This repository contains the pipeline, datasets and scripts used in the following paper:
- Y. Tabatabaee, S. Claramunt, S. Mirarab (2026). Coalescent-based branch length estimation improves dating of species trees. Systematic Biology, syag038. https://doi.org/10.1093/sysbio/syag038
For experiments in this study, we generated three sets of simulated datasets with gene tree discordance due to incomplete lineage sorting (ILS) and analyzed two avian biological datasets from Harvey et. al. (2020) and Stiller et. al. (2024). The simulated datasets have model species trees with substitution-unit, generation-unit, and time-unit branch lengths. All datasets can be accessed from Dryad https://doi.org/10.5061/dryad.hmgqnk9xv.
We provide an end-to-end pipeline for coalescent-aware divergence time estimation from gene trees. The pipeline has the following steps:
- Infers a species tree topology using ASTRAL/ASTER.
- Estimates coalescent-aware branch lengths using CASTLES-Pro.
- Converts substitution-unit branch lengths into time units using an ML-based dating method.
To run the dating pipeline, follow these commands.

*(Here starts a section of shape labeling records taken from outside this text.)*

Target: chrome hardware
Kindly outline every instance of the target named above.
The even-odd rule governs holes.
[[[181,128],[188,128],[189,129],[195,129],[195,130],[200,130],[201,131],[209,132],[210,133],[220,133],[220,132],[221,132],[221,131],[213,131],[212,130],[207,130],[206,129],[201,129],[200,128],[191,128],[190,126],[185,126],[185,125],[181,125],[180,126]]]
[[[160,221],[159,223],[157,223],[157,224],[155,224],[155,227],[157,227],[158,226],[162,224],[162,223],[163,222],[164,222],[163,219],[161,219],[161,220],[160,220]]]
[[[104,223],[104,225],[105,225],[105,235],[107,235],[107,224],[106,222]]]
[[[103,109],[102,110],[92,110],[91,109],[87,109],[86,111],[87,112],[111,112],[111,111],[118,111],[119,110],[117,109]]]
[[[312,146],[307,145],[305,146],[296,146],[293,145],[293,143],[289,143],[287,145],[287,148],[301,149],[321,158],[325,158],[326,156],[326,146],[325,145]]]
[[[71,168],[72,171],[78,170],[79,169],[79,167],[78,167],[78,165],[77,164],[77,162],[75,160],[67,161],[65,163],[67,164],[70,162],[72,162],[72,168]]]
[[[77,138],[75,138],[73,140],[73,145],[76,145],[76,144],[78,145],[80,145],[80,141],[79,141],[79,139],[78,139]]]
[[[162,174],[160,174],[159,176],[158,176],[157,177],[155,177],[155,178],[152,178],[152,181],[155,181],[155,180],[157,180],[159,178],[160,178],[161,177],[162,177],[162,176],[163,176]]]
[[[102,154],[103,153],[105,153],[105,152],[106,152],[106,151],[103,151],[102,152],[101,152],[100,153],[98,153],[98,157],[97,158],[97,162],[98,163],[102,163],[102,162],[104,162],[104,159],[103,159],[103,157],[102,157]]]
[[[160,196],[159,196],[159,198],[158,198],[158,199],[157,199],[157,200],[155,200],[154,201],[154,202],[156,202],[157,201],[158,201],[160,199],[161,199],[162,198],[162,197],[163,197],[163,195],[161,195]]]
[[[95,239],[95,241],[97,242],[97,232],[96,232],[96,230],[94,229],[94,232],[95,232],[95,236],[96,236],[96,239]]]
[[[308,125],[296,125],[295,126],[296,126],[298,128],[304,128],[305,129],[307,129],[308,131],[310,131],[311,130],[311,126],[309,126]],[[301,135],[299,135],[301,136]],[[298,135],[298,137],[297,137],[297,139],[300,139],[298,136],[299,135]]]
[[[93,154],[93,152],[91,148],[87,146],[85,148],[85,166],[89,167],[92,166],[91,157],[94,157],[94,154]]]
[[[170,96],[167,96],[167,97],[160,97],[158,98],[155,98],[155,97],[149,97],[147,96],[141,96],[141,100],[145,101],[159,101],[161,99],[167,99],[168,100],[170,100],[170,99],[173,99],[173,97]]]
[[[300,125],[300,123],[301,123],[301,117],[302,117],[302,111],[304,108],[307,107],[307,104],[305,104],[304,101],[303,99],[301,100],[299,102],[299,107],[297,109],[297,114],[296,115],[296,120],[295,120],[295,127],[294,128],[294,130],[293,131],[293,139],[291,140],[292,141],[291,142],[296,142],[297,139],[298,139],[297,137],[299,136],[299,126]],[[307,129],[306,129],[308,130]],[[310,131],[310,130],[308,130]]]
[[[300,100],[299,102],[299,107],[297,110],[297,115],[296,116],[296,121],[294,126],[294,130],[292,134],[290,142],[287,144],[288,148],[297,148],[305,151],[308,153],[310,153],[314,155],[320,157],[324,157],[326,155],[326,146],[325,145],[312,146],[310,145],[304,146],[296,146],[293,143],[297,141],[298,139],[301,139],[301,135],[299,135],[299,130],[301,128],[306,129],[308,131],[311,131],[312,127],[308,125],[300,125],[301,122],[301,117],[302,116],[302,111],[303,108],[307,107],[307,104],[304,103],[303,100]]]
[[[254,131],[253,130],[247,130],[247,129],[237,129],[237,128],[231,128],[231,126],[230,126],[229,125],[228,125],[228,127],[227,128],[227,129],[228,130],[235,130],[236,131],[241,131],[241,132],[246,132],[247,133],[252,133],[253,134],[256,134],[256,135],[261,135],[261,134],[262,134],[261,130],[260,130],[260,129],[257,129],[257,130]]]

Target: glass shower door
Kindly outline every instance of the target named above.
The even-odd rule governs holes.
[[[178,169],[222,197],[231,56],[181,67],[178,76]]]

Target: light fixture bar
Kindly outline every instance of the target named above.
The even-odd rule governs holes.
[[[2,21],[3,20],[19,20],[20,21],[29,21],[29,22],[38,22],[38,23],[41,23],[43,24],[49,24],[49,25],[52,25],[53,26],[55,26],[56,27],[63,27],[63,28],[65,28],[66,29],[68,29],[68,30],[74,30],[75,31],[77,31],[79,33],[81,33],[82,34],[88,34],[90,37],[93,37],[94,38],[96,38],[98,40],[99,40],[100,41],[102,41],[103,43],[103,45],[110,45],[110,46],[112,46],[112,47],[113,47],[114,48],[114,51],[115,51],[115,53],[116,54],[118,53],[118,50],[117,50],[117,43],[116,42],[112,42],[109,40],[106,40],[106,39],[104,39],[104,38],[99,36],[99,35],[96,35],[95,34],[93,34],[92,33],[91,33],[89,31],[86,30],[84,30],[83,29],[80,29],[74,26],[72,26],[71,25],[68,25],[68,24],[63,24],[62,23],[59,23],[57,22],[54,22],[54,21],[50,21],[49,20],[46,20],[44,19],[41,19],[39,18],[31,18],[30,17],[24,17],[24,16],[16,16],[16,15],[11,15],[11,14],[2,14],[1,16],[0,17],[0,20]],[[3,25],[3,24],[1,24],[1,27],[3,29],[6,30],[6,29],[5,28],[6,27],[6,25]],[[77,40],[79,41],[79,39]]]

git clone https://github.com/ytabatabaee/coalescent-based-dating.git
cd coalescent-based-dating
conda create -n cbdating python=3.10
conda activate cbdating
conda install -c bioconda astral-tree newick_utilsIn addition, you need to install the ML-based dating methods you plan to use. The pipeline currently supports TreePL, MD-Cat, wLogDate, and LSD2. To suggest additional dating methods, please submit an issue.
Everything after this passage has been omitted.